The use of low excitation light levels consistent with viability, made possible by denoising, benefits imaging in other areas as well. A major problem for all live time-lapse microscopy is fluorophore fading. Fluorescent molecules, both small molecule dyes and fluorescent proteins such as GFP, are susceptible to light-induced chemical alteration. In many cases only a few time points can be collected before the signal approaches the noise floor, or becomes swamped by autofluorescence. Computational bleach correction can retain the brightness, but this cannot prevent the loss of signal to noise, and eventually extracting quantitative information becomes impossible. Fading can be eliminated, however, by reducing the excitation light. A time-lapse intensity series (from Fig. 3) displays reduced bleaching curves as the excitation intensity is progressively reduced to I = 10-4I0 as seen in Fig. 6A. The I0 curve fades very quickly into the noise, and even the I = 10-1I0 series falls off rapidly. The signal at I = 10-2I0 increases slightly, possibly due to weak photoactivation of EGFP (7), and the emission levels at I = 10-3I0 and I = 10-4I0 are essentially unchanging as a function of time, indicating a negligible amount of fading.
Fig. 6.
Fading plots of Lac repressor::GFP foci during dense time sampling. (Upper) Yeast cells are imaged at five successively lower excitation levels, and peak intensities in each 3D stack, normalized to the intensity at the first timepoint, are plotted as a function of time. Photobleaching is visible at both I = I0 and I = 10-1I0. At I = 10-2I0, intensity is seen to increase, which may be due to weak photoactivation of GFP. Lower intensities remain flat for the entire 30s of imaging. (Lower) Fading increases at a given intensity level (I = 10-2I0) as the rate of imaging increases. In total, the samples receive 3.9 s of excitation at 1 Hz, 12 s of excitation at 4 Hz, and 23.7 s of excitation at 10 Hz.
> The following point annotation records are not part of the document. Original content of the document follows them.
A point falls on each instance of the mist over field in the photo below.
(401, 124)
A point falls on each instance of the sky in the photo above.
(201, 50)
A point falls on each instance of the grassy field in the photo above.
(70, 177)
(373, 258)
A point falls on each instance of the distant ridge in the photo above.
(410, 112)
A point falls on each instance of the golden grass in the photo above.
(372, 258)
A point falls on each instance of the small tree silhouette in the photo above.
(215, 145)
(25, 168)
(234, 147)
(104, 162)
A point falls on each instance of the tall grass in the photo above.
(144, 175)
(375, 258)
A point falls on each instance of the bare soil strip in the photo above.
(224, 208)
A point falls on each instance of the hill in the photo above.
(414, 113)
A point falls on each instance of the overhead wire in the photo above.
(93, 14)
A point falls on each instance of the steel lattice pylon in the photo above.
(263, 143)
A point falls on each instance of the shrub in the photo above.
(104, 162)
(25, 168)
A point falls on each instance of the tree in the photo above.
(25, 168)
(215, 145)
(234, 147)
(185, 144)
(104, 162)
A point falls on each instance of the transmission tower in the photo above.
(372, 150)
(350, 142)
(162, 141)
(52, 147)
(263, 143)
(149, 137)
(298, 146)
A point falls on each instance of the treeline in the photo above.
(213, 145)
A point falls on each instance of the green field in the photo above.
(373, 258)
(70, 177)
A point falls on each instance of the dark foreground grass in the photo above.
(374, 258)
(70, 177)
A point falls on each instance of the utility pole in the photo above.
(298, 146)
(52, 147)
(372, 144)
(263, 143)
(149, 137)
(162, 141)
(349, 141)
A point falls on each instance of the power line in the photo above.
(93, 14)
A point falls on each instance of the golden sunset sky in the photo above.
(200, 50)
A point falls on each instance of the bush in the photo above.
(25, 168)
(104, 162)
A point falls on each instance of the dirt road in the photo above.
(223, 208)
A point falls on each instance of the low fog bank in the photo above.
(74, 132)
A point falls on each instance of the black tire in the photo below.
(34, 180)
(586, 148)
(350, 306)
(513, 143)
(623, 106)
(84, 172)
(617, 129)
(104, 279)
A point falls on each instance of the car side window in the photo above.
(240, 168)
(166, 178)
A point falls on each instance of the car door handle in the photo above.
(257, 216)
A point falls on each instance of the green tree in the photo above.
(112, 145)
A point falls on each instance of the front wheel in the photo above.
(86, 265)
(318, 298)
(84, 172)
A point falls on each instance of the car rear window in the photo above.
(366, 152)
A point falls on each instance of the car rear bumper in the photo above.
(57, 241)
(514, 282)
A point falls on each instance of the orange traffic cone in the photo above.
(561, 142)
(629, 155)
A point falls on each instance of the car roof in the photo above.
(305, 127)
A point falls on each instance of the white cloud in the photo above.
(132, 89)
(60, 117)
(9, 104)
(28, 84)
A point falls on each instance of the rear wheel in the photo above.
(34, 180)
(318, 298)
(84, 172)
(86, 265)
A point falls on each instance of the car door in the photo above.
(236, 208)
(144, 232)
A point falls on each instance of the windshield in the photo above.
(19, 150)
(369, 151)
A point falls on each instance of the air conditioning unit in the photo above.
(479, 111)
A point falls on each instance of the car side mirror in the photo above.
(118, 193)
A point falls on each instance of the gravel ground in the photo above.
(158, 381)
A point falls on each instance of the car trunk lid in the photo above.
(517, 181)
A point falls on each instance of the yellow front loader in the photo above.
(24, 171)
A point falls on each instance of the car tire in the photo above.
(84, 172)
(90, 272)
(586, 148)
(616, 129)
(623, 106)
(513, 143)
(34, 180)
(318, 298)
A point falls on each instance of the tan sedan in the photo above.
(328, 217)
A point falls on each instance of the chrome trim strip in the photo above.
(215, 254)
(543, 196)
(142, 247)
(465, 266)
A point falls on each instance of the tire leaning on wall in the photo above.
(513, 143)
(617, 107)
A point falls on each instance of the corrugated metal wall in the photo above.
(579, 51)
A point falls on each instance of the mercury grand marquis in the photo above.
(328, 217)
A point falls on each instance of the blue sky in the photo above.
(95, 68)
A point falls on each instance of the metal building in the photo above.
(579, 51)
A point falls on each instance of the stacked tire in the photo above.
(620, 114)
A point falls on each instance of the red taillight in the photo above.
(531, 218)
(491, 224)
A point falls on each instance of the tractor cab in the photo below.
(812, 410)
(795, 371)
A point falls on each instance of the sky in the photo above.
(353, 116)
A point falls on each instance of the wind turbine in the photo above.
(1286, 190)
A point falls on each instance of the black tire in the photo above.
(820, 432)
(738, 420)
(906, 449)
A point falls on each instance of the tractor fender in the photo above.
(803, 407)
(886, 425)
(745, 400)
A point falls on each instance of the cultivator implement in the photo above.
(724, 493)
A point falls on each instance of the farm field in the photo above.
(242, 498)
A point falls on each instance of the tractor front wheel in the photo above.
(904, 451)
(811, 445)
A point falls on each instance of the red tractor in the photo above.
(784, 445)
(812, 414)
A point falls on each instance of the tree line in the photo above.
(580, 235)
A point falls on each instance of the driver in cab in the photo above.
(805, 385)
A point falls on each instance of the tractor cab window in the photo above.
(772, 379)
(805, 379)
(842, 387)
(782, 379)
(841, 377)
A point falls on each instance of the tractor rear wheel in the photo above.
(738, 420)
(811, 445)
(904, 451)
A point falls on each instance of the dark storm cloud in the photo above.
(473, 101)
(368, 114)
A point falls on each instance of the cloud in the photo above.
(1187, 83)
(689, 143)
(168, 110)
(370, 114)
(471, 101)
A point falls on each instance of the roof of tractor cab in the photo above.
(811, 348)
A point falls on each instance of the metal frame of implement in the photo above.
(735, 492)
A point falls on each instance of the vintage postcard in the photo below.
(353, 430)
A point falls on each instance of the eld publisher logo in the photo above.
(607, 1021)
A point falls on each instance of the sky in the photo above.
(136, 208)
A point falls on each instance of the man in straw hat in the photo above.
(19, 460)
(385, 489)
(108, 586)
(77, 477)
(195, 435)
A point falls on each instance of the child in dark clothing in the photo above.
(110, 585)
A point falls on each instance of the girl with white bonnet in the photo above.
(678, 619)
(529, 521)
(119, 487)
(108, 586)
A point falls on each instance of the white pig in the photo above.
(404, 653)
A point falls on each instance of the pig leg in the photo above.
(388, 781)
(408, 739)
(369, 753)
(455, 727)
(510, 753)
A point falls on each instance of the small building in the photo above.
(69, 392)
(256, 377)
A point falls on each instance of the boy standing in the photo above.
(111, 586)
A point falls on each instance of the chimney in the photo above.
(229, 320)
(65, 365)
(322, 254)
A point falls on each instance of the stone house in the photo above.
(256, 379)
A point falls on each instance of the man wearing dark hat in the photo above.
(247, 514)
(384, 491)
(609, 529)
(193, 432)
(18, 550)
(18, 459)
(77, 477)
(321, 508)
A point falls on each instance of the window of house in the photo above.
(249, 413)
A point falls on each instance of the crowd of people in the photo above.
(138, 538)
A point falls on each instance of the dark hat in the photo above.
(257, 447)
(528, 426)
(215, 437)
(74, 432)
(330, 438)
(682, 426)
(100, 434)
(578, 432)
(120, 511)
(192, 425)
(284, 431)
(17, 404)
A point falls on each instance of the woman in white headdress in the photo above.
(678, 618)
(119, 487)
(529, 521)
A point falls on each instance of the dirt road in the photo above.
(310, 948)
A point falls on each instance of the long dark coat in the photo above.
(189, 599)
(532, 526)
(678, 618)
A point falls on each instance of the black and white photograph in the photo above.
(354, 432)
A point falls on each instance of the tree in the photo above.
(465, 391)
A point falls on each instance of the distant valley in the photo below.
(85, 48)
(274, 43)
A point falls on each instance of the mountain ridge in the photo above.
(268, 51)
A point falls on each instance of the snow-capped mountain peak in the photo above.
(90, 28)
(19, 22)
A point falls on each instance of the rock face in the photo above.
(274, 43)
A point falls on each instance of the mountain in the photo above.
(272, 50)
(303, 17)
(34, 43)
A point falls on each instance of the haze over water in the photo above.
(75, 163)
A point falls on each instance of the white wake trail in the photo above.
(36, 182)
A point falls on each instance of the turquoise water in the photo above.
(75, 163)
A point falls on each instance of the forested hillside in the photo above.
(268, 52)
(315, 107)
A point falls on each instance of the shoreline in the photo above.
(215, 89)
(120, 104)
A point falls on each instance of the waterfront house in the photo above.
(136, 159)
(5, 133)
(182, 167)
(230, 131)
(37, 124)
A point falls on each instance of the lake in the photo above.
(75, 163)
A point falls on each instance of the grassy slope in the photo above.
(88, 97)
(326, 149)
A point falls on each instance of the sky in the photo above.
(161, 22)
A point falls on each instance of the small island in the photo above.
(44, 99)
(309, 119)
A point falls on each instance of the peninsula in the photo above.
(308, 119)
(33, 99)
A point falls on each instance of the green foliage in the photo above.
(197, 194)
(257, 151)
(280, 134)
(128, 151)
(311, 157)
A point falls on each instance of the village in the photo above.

Fast Four-Dimensional Live Imaging and Fading Trade-Offs.
A major goal of the OMX microscope is very fast live four-dimensional image collection. This capability is documented in Fig. 6B for yeast strain YDB271. Four-dimensional images were collected with a 10 msec exposure time in one stack of 13 sections, four stacks of 10 sections, or ten stacks of 8 sections, every second for 30 s (Fig. 6B) at an excitation light intensity of I = 10-2I0 that was previously shown to be compatible with complete long-term viability in the sparse imaging regime. As the rate of three-dimensional imaging is increased, the samples receive more total light over the 30 s interval: 3.9 s of excitation at 1 Hz, 12 s of excitation at 4 Hz, and 23.7 s of excitation at 10 Hz. Fading therefore occurs to a greater extent for the faster time series, a serious problem for in vivo imaging of rapid processes. If no fading at all is desired, it is necessary to reduce the excitation light intensity to I = 10-3I0 or lower. Even in cases of fading, denoising allows the image information to be recovered well into the fading region (see SI Text), whereas without denoising, the information is buried in the noise at the end of the fast data collection.
Because excitation intensity, density of time sampling, fading and cell viability are interconnected, we analyzed cell division (as an assay for cell viability) as a function of intensity. To capture at least one yeast cell cycle at 30 °C (estimated to be approximately 90 min), we extended the time length for four-dimensional data collection to 2 h. We recorded one three-dimensional image (6 μm stack height at 0.25 μm spacing) per second, in the time-lapse regime we term “dense” (Fig. 1). The results are summarized in Table 1. The yeast LacI/O GFP sample (strain YDB271) had no cell divisions in the dense regime at I = 10-3I0 or greater. At I = 5 × 10-4I0 (or lower) the three-dimensional data (at one 3D stack/sec) for the full 2 h showed unperturbed cell divisions (as well as no fading). A control strain (W1588-4C) with no GFP, also imaged at one 3D image/second for 2 h, failed to undergo cell division at I = 10-2I0. Even at I = 10-3I0, the control strain took approximately 3 h to resume normal cell division and growth after the 2 h data collection, presumably reflecting a repair-induced delay.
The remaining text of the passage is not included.